Allen County has reported 976 cases per 100,000 residents in the two weeks prior to Thursday, indicating very high community transmission of coronavirus at a time when only 42% of residents have started their vaccines, according to Ohio Department of Health data.
The trend brings an end to the delta plateau, which started in late September after weeks of rising cases caused primarily by the highly contagious delta variant of coronavirus.

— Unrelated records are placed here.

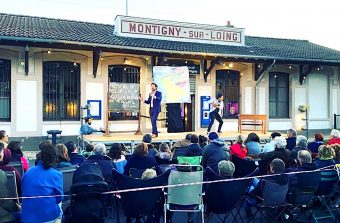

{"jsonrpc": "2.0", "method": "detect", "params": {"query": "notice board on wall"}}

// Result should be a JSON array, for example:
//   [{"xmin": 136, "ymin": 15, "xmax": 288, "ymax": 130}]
[{"xmin": 108, "ymin": 82, "xmax": 140, "ymax": 112}]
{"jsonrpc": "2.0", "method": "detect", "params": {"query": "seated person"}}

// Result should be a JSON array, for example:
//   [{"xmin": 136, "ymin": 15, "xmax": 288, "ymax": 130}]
[
  {"xmin": 218, "ymin": 160, "xmax": 235, "ymax": 178},
  {"xmin": 0, "ymin": 144, "xmax": 20, "ymax": 223},
  {"xmin": 198, "ymin": 135, "xmax": 208, "ymax": 148},
  {"xmin": 0, "ymin": 145, "xmax": 22, "ymax": 195},
  {"xmin": 0, "ymin": 130, "xmax": 9, "ymax": 148},
  {"xmin": 290, "ymin": 135, "xmax": 308, "ymax": 160},
  {"xmin": 185, "ymin": 134, "xmax": 203, "ymax": 156},
  {"xmin": 201, "ymin": 132, "xmax": 230, "ymax": 173},
  {"xmin": 286, "ymin": 128, "xmax": 297, "ymax": 151},
  {"xmin": 65, "ymin": 141, "xmax": 85, "ymax": 166},
  {"xmin": 83, "ymin": 143, "xmax": 114, "ymax": 184},
  {"xmin": 80, "ymin": 116, "xmax": 101, "ymax": 135},
  {"xmin": 124, "ymin": 143, "xmax": 158, "ymax": 176},
  {"xmin": 326, "ymin": 129, "xmax": 340, "ymax": 145},
  {"xmin": 55, "ymin": 143, "xmax": 73, "ymax": 169},
  {"xmin": 172, "ymin": 134, "xmax": 192, "ymax": 153},
  {"xmin": 156, "ymin": 143, "xmax": 172, "ymax": 159},
  {"xmin": 313, "ymin": 145, "xmax": 336, "ymax": 168},
  {"xmin": 332, "ymin": 144, "xmax": 340, "ymax": 164},
  {"xmin": 230, "ymin": 135, "xmax": 248, "ymax": 159},
  {"xmin": 263, "ymin": 132, "xmax": 282, "ymax": 153},
  {"xmin": 142, "ymin": 134, "xmax": 158, "ymax": 157},
  {"xmin": 7, "ymin": 140, "xmax": 30, "ymax": 171},
  {"xmin": 80, "ymin": 143, "xmax": 94, "ymax": 158},
  {"xmin": 108, "ymin": 143, "xmax": 127, "ymax": 174},
  {"xmin": 244, "ymin": 133, "xmax": 262, "ymax": 156},
  {"xmin": 259, "ymin": 136, "xmax": 291, "ymax": 167},
  {"xmin": 141, "ymin": 168, "xmax": 157, "ymax": 180},
  {"xmin": 22, "ymin": 142, "xmax": 63, "ymax": 223},
  {"xmin": 307, "ymin": 133, "xmax": 324, "ymax": 154}
]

While many cases earlier this fall were detected among school-aged children and adolescents, cases reported today are widespread across all age groups, said Brandon Fischer, Allen County Health commissioner.
The trend is not limited to Allen County either as other counties in West Central Ohio are seeing high rates of infections, mirroring the events of last winter despite the wide availability of vaccines and boosters.
“The fact that we are seeing more infections during the winter months is not surprising,” because people are spending more time indoors, said Dr. Joseph Gastaldo, an infectious diseases physician with Ohio Health, who spoke during an Ohio Department of Health press conference on Thursday.
Thursday’s press conference warned of yet another round of coronavirus infections and hospitalizations throughout Ohio ahead of the Thanksgiving holiday, as one in seven patients in Ohio hospitals that day were being treated for COVID-19, according to Dr. Bruce Vanderhoff, Ohio Department of Health director.
“More people are getting sick, and more are being hospitalized,” he said. “But getting really sick with COVID-19 is a risk we don’t need to take because the vaccines are so good and are readily available across the state.
“So, if you’re still unvaccinated, do yourself and your loved ones a real favor and get vaccinated now.”
Families can also reduce the risk of spreading the virus during the holidays by limiting the number of guests and hosting gatherings outdoors or opening windows whenever possible, Vanderhoff said.
This will be Lima’s first winter season with at least 40% of the population vaccinated, which will test the strength of vaccine-induced immunity at a time when many remain unvaccinated and masking is no longer the norm.
While breakthrough infections have typically been less severe than those reported in people who were not fully vaccinated, Gastaldo said the vaccines are less effective in older adults and those with suppressed immune systems, who may need an additional dose or booster shot to improve their immune response.
The vaccines are also less effective when community transmission is high, which prompted the U.S. Food and Drug Administration (FDA) and the Centers for Disease Control (CDC) and Prevention to update their guidance so that all adults are eligible for boosters six months after their initial vaccine series for an mRNA vaccine or two months after receiving a single-dose Johnson & Johnson vaccine.
For those younger than 65, “the primary series continues to do a good job of protecting us against serious illness and death,” Vanderhoff said on Thursday. “But we are seeing that over time, there is a benefit to boosting our immunity, to taking that underlying immunity that we gained from our initial vaccine and bumping that up to protect us against more mild infection or being at risk for inadvertently getting and spreading the virus to others.”